◆個人輸入の壁
カナダのトロントにある楽器店のホームページで見つけた「魔女」、Larrivee L-10 Deluxe 1978。もし、それを手に入れようとするなら、今まで考えたこともなかった手段に訴える必要があった。
個人輸入――個人使用を目的として海外から海外製品を直接購入すること――だ。
その言葉から、僕とギターとの間に霧に覆われた巨大な山脈がそびえるような、漠然としたイメージが浮かぶ。では、具体的に国内の通信販売とどこが違うのか?
海外からの輸入の場合「税関を通さなければならないこと」が最大の違いだ。どんな規制があって、どんな手続きが要るのか? 素人ができる作業なのか? ここは不安が大きい。他にも不安点は多々ある。そもそも輸入可能な品なのか? それ以前に海外発送してくれるのか? 送料は? その他の費用は? 支払い方法は?
それに加えて僕にとっては「言語」の壁。相手はカナダの楽器店であり、やりとりは全て英語となる。購入手続きなども国内とは勝手が違うはずで、それらも含めてちゃんと解決できるのか?
でも、超えるべき壁はこれぐらいだろうか? 英語と言っても、オンラインショッピング形式なら、国内と同じ感覚で手続きもできそうな気がするけれど。
霧が晴れて全体像がおぼろげに見えてきた。超えるのが不可能な巨大山脈ではないことはわかった。けれどすぐに、かつての「ベルリンの壁」並みの超え難い難関に思えてきた。Twelfth fletのホームページはオンラインショッピング形式ではなかったのだ。「興味があれば問い合わせてね~」とメールアドレスが載っているだけだったのだ。これは一筋縄ではいかない。
気を取り直して、まずは自力で調べられる部分から。
税金についてはすぐにわかった。通関時にかかる税金は2種類、関税と消費税だ。
関税は課税品目が決まっていて、ギターは対象外。つまり関税はゼロ。消費税はインボイス(内容申告書類)で申告した値段の6割に対して5%(2008年当時)。カナダ国内の税は、輸出品には適用されない。これは店側でちゃんと輸出手続きをしてくれればゼロとなる。思ったより税は安い。

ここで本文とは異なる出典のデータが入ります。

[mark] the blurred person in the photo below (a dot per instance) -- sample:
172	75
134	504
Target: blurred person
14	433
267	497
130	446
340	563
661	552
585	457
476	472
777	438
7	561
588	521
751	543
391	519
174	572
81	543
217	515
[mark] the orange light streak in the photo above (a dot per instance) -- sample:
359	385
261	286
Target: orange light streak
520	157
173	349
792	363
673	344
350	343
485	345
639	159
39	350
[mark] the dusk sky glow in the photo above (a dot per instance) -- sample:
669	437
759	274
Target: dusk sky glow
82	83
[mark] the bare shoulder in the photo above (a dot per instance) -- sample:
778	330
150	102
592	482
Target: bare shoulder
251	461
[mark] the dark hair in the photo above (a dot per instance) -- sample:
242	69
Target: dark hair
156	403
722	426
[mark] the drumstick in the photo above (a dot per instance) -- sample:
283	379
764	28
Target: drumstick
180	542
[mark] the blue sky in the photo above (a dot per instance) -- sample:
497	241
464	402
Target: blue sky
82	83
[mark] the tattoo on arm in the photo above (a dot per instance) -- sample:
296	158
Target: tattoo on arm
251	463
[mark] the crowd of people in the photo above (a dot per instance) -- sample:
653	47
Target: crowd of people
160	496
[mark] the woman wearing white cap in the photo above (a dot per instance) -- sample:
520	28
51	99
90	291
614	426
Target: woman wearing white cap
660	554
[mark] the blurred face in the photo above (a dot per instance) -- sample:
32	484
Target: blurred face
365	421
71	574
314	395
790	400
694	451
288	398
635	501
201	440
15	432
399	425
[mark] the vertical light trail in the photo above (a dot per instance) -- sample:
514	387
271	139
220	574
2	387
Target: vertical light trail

通関のための書類作成も楽器店側の作業だ。ただ、税関での受け取りは僕がやらなければならない。
あと、最も怖いのが何かトラブルになった時の対応だった。素人では手に負えなくなる危険性がある。それを考えると、この先に踏み込む勇気が湧いてこなかった。
――やっぱりギターの個人輸入なんて簡単にはできそうにない。ここはおとなしく個人輸入代行業者に頼もうかな、という気になってきた。

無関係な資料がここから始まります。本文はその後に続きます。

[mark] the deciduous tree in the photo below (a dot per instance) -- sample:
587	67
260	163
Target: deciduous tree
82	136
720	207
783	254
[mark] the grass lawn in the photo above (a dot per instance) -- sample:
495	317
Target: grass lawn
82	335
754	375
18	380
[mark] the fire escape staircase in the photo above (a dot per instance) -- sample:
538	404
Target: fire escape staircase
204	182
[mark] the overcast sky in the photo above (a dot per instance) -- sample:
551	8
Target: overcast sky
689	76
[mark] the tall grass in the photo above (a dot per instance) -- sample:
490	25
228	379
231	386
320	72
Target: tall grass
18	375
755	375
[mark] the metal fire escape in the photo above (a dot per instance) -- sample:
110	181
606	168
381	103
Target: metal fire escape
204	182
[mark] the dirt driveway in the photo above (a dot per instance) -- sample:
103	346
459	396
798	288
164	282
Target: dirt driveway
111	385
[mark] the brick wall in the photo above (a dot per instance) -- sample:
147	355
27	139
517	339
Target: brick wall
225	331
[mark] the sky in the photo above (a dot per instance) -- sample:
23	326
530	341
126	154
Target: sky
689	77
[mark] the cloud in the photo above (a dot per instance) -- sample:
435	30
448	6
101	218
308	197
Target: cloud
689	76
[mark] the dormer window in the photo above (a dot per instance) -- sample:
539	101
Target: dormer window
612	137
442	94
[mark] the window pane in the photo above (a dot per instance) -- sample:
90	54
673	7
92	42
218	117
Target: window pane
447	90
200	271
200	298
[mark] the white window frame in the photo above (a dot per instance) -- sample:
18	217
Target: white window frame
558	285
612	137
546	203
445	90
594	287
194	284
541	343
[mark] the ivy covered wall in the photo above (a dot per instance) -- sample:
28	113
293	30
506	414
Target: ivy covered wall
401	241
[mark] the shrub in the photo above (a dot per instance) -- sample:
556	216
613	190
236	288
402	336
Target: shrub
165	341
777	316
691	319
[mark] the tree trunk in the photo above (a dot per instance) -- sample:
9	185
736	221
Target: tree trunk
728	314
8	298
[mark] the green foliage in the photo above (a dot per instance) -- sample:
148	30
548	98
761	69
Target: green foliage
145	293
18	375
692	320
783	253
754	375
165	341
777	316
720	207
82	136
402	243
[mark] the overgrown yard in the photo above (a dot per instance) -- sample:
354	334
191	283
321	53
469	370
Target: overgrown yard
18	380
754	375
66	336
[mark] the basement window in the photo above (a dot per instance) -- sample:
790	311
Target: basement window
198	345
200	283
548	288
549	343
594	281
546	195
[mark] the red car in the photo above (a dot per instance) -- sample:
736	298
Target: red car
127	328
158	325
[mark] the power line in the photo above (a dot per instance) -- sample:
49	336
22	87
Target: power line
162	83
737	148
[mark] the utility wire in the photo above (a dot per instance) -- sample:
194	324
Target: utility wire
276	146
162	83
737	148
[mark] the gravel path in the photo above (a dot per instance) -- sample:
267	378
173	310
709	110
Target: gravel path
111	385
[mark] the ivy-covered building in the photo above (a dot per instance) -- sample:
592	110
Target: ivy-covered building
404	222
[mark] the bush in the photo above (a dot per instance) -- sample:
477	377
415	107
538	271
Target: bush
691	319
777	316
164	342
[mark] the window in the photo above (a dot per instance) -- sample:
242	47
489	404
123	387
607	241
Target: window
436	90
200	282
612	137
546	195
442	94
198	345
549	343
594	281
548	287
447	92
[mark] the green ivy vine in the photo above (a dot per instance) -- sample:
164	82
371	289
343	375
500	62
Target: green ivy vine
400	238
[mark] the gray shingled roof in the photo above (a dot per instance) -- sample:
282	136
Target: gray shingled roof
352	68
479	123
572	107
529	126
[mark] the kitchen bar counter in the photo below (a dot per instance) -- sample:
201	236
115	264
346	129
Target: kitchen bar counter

敗色濃厚な気分でもう一度、Twelfth fletのホームページの画像を見た。魔女が笑う。ちょっと待て……よ。
ここで、ふと何かを感じた。魔女は「欲しいなら自力で取りに来い」と言っているように感じた。そうだ。魔女を手にするには自分の手で困難を乗り越える必要がある!
そこまでして私を手に入れたいなら……。